Chahine’s claims come in reaction to previous reports from the Christian Science Monitor citing that de Mistura informed last month a think tank in Washington that Iran was spending three times its official military budget to back the Assad regime.
Iran’s official military budget is estimated at $35 billion annually.
Other experts, including Nadim Shehadi, the director of the Fares Center for Eastern Mediterranean Studies at Tufts University estimated that the numbers were even higher.
Shehadi said his research showed that in 2012 and 2013 the Islamic Republic spent between $14 and $15 billion in both military and economic aid to the Syrian regime.

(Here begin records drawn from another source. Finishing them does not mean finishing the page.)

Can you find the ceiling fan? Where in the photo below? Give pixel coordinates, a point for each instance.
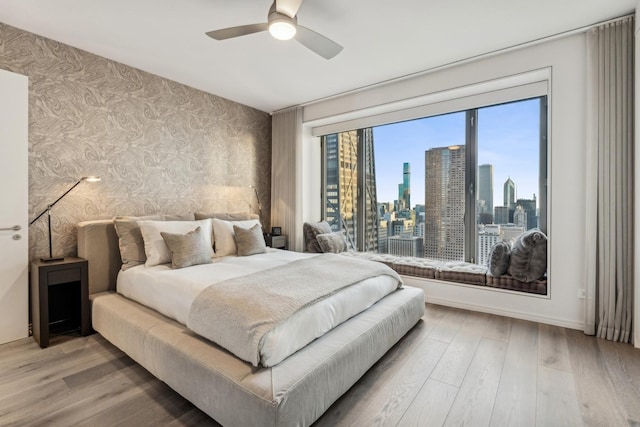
(282, 23)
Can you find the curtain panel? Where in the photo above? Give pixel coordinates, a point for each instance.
(610, 175)
(286, 159)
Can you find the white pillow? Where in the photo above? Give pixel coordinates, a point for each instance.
(156, 249)
(226, 238)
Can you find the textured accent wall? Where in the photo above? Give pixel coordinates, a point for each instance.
(159, 146)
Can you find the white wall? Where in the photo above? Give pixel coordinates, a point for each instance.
(636, 319)
(567, 270)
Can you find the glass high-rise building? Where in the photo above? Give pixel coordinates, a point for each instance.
(485, 189)
(341, 186)
(444, 203)
(509, 193)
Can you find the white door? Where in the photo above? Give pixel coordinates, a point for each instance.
(14, 202)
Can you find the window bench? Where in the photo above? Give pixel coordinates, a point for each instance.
(453, 271)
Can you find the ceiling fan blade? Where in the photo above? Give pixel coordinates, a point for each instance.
(242, 30)
(288, 7)
(318, 43)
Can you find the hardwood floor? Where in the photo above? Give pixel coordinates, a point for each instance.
(454, 368)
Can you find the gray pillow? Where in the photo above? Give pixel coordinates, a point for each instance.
(332, 242)
(188, 249)
(499, 255)
(130, 239)
(529, 256)
(249, 241)
(227, 216)
(311, 230)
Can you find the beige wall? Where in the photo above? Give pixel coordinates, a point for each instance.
(159, 146)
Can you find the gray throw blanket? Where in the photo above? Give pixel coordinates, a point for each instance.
(237, 313)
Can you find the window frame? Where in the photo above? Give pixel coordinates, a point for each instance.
(471, 174)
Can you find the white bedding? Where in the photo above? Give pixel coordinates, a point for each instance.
(171, 292)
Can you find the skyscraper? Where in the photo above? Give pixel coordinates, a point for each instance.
(341, 199)
(404, 189)
(444, 203)
(485, 188)
(509, 193)
(501, 215)
(529, 207)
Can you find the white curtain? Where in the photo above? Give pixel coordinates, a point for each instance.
(610, 175)
(286, 154)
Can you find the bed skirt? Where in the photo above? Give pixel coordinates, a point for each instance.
(295, 392)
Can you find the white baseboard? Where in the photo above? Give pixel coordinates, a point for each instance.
(471, 302)
(504, 312)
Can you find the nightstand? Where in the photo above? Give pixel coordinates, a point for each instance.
(59, 297)
(277, 242)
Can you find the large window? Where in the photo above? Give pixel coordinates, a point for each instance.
(445, 187)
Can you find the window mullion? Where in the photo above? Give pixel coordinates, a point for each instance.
(361, 208)
(471, 185)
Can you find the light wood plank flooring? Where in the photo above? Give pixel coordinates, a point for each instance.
(454, 368)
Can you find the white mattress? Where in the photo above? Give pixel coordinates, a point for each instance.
(171, 293)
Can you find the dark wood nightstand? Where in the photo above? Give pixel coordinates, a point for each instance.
(277, 242)
(59, 297)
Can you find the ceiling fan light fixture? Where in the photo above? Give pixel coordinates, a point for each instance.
(282, 29)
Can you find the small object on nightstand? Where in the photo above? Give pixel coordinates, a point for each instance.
(277, 242)
(59, 297)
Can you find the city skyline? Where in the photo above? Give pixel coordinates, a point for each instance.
(508, 139)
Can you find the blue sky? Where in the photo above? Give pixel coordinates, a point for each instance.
(508, 138)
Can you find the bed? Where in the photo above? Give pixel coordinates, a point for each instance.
(294, 392)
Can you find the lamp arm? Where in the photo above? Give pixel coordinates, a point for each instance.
(57, 200)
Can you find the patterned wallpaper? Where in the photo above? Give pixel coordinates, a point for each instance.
(158, 146)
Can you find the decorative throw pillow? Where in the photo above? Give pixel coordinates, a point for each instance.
(332, 242)
(499, 255)
(225, 237)
(529, 256)
(130, 239)
(227, 216)
(250, 241)
(311, 230)
(188, 249)
(154, 246)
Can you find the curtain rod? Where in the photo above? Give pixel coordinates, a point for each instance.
(466, 60)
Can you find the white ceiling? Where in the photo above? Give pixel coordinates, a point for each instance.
(382, 39)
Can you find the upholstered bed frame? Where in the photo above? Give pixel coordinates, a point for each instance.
(295, 392)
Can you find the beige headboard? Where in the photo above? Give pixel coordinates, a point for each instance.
(98, 243)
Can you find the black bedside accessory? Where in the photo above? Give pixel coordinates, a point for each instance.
(48, 212)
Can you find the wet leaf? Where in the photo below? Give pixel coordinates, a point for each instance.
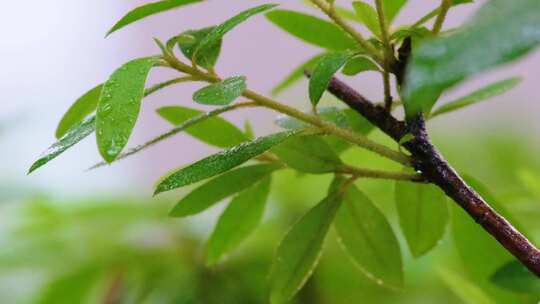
(368, 15)
(359, 64)
(482, 94)
(238, 221)
(323, 73)
(210, 40)
(367, 237)
(308, 154)
(219, 188)
(214, 131)
(80, 110)
(148, 10)
(119, 105)
(72, 137)
(500, 32)
(299, 252)
(312, 30)
(220, 162)
(221, 93)
(296, 74)
(329, 114)
(190, 40)
(423, 215)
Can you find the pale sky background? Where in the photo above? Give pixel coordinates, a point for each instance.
(53, 51)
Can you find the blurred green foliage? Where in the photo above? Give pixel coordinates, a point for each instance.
(128, 251)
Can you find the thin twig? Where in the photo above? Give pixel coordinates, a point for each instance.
(437, 170)
(379, 174)
(388, 55)
(353, 137)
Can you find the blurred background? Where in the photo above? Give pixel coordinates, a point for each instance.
(72, 236)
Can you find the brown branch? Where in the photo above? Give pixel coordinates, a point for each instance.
(435, 169)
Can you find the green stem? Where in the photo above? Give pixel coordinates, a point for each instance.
(388, 54)
(327, 127)
(165, 84)
(179, 128)
(358, 139)
(379, 174)
(445, 6)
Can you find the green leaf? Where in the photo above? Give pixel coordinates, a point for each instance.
(329, 114)
(238, 221)
(312, 30)
(148, 10)
(500, 32)
(72, 287)
(296, 74)
(190, 40)
(323, 73)
(368, 15)
(221, 93)
(531, 181)
(423, 215)
(391, 8)
(248, 130)
(368, 238)
(466, 290)
(516, 277)
(220, 162)
(210, 40)
(219, 188)
(119, 105)
(480, 95)
(83, 107)
(357, 122)
(72, 137)
(359, 64)
(214, 131)
(308, 154)
(299, 252)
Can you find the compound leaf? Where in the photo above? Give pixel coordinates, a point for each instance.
(323, 72)
(221, 93)
(238, 221)
(148, 10)
(300, 250)
(423, 215)
(482, 94)
(119, 105)
(214, 131)
(220, 188)
(308, 154)
(500, 32)
(368, 238)
(220, 162)
(83, 107)
(312, 30)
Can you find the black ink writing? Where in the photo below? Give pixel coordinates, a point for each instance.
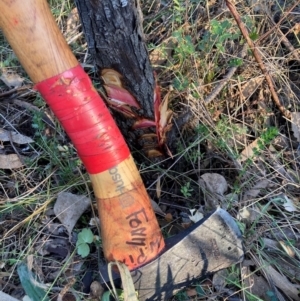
(116, 177)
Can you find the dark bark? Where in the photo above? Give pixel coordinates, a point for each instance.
(113, 31)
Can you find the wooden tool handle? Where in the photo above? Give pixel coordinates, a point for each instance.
(129, 229)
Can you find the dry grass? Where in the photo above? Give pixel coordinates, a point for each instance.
(201, 57)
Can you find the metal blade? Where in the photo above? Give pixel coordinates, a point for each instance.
(212, 244)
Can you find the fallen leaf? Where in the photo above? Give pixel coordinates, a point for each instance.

However, Shehadi acknowledged that his figures were estimates as Iran does not reveal its budgets for its Revolutionary Guard Corps or the full subsidies it provides to allies.
Earlier in 2015, the former vice president for applied research on conflict at the U.S. Institute of Peace, Steven Heydemann, said that he estimates Iran’s support for Assad to be between $15 and $20 billion annually.
These estimates are much higher than what the Obama administration has implied Iran is spending on its policy to destabilize the Middle East.
The Obama administration, which never disclosed its own estimates on how much Iran spends to back Syria and other allies, suggested that Tehran is spending minimal amounts to destabilize the region.
“The great danger that the region has faced from Iran is not because they have so much money. Their budget -- their military budget is $15 billion compared to $150 billion for the Gulf States,” Obama said in an interview with Israel’s Channel 2.
The administration also said that the amount Iran spends to disrupt security in the region is so low that any future sanctions relief – as part of the nuclear deal - will not make any difference.
“The unfortunate truth remains that the cost of this support is sufficiently small, that we will need to remain vigilant with or without a nuclear deal to use our other tools to deter the funding of terror and regional destabilization,” Treasury Secretary Jack Lew said last week.
Iran is a top ally of Syrian President Bashar al-Assad and is believed to have supplied his government with billions of dollars since the Syrian conflict began in early 2011.